DISPOSITION OF PATIENT

Admit
  1. Fever > 38 degrees, or septic as may require a nephrostomy.
  2. Severe ongoing pain that does not settle with IV narcotic and NSAIDS.
  3. Recurrent attacks of colic with repeated visits to the emergency department.
  4. Ureteric stone more than 6 mm in diameter. These are unlikely to pass.
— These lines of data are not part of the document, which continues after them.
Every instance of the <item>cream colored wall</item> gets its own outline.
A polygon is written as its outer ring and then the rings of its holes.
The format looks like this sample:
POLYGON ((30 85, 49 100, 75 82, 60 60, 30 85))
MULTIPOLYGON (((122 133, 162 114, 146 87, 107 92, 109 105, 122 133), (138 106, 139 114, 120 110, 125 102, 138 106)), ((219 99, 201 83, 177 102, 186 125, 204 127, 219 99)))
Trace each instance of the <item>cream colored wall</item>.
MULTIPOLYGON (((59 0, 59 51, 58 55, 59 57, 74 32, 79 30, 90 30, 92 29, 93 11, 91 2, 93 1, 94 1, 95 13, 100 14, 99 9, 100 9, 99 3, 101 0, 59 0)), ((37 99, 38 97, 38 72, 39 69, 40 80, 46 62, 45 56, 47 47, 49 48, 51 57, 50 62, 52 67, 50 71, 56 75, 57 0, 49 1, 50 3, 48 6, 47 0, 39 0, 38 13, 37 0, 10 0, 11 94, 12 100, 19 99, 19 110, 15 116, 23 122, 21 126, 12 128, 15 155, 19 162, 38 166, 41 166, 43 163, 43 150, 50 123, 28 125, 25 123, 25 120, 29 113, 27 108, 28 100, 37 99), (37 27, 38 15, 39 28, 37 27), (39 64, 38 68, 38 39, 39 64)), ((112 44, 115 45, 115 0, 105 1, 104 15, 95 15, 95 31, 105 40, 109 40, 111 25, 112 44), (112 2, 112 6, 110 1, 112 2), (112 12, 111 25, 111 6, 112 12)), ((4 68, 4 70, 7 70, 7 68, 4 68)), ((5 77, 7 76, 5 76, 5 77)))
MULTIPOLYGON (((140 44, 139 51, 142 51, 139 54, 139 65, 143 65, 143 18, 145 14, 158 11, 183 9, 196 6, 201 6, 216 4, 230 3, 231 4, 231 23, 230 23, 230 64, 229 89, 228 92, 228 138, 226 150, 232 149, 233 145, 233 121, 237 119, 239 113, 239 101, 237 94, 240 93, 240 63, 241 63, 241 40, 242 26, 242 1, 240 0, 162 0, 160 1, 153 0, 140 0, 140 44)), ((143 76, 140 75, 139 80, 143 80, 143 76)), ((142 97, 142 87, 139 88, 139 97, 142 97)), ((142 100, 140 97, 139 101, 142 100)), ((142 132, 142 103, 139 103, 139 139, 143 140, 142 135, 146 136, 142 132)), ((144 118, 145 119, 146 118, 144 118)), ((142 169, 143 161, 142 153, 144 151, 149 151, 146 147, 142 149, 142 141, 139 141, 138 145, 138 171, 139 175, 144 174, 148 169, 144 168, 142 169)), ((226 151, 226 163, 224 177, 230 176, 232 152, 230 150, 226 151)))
  5. Any stone in a solitary kidney.
  6. Creatinine > 0.2
Discharge
  • Everyone else.
  • Send a referral to the urology outpatients clinic. The patient will be seen in 4 weeks with an updated KUB film unless the stone is radiolucent when a limited IVU will be done.
  • Advice patient to strain urine.
  • Give the patient a script for voltaren unless there is a contraindication to the drug.
  • The patient should return promptly if they develop a fever.